Sports: The Tie that Binds

The improbable come from behind victory of the New England Patriots against the Atlanta Falcons left fans exhausted, elated (or distraught) depending on one’s allegiance.  This ‘Win for the Ages’ joins a list of great sport moments in Boston.

I grew up in Rhode Island with a natural allegiance to Boston teams.  Memorable moments in sports, both victories and painful losses, help define who we are and where we belong.

I remember watching the Boston Bruins in my Uncle Freddy’s living room…with  Bobby Orr flying through the air in 1970.  I remember listening to my transistor radio under the blankets, long after I was supposed to be asleep, as the great Johnny Most called the Celtics play by play.

My Uncle Bob, my Dad’s mischievous younger brother, gave me my first beer at age 16 (‘don’t tell your father’) as we watched on television the Patriot’s with Jim Plunkett as the QB.

In 1978 I was working in a supermarket as a tie breaking play-off game between the Red Sox and Yankees was broadcast over the stores sound system.   I remember the cries and curses that arose when Bucky ‘##&*ing’ Dent hit a home run to break our hearts.

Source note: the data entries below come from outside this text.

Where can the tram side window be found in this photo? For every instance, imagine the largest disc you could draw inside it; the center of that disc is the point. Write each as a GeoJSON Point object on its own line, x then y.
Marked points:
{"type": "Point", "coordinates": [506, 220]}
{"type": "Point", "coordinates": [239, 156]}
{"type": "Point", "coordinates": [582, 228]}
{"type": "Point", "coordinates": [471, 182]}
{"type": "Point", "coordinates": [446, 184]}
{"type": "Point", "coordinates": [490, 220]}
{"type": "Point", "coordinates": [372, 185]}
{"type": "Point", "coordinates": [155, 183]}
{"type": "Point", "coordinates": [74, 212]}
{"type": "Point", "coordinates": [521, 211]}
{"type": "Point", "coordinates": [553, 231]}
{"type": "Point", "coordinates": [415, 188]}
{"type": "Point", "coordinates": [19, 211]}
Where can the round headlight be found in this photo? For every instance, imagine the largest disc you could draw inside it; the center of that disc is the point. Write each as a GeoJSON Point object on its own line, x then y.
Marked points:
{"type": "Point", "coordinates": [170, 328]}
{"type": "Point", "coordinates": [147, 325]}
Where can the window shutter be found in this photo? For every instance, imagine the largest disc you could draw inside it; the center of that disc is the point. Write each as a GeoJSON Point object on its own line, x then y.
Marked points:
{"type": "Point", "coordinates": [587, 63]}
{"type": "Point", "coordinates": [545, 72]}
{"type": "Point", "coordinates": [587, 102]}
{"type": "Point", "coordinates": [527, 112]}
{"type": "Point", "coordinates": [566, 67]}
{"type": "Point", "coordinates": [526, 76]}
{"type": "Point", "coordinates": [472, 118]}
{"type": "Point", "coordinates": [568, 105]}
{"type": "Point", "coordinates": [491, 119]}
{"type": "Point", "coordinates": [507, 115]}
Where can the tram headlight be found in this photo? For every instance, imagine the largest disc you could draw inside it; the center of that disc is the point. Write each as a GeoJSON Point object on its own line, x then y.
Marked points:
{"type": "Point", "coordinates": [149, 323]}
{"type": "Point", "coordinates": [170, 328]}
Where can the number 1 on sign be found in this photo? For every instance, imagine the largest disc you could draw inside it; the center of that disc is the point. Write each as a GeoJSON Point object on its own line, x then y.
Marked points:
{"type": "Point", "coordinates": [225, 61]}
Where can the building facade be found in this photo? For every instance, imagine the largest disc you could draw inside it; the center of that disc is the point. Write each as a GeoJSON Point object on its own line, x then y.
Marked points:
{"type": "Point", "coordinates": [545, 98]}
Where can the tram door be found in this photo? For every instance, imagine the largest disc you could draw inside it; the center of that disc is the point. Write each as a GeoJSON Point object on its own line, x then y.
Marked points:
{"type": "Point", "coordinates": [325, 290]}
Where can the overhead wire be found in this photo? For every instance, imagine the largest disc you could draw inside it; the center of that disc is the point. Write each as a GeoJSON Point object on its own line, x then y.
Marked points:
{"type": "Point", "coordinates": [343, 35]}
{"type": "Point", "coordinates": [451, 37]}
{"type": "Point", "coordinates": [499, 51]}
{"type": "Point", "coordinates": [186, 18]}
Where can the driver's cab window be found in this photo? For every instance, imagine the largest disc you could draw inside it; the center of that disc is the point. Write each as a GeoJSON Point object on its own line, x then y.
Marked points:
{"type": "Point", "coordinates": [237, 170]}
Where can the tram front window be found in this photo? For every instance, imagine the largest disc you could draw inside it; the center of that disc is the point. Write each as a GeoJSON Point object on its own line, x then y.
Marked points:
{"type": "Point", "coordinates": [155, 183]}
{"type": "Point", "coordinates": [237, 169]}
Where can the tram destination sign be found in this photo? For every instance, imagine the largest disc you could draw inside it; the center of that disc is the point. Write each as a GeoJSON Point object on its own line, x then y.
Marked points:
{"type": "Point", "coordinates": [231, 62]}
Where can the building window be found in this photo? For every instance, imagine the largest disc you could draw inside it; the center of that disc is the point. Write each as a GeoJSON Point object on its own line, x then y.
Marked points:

On Sept. 12, 1979 I witnessed Carl Yazstremski reach the milestone of  3000 hits.  Witness is a bit of a stretch. My lifelong friend, Clyde Haworth ( a Yankee fan) had a dorm room off of Kenmore Square.  We sat on the roof, sipping a favorite beverage, listening to the game on the radio…with a partial view of Fenway Park. Such are the lengths we fans go to, when a team captures your heart.   https://www.bing.com/videos/search?q=carl+yastrzemski+hit+3000&qpvt=carl+yastrzemski+hit+3000&view=detail&mid=0BC1239140A1C60B66D20BC1239140A1C60B66D2&FORM=VRDGAR

In 2000 I rode with my Dad in an ambulance as he went for radiation treatment.  His cancer had spread and the prognosis was poor.  Striving for any type of normalcy, I remember my Dad asking: ‘How did the Sox do last night?’

In 2004, four years after my Dad and Uncle Freddy had died, then living in Oregon, I watched with my friend Win Dolan (another New England transplant) as our Red Sox won the World Series for the first time in 86 years.  We toasted my Dad and Freddy and all those who hadn’t lived to see this day.

Those who aren’t sport fans may think such stories are over stated, even childish.    But sports with their medley of heart-break and joy have a way of shaping who we are as we remember those living and dead, to whom we belong.  Those with whom we have a shared memory.

photo-tom-bradyThis past Sunday, like most New England fans, I thought all was lost.  But as the second half of the Super Bowl progressed, we found the impossible become the improbable become ‘a win for the ages’.  I shared the moment with friends while our buddy, Clyde Haworth (at the Super Bowl with his son Jake), texted video clips of the crowd… as despair gave way to delirium.

Such are the ties that bind us to one another.  Sports offer a storyline within which we share a lifetime of memories.  Sports serve too as a diversion from the painful realities of life.

In a few weeks, Spring Training begins for baseball in Florida and Arizona. The storyline continues as fans gather around their team and learn a new line up of players.  A new season means a fresh start for our team and for us.

We await those familiar words: ‘Play ball’!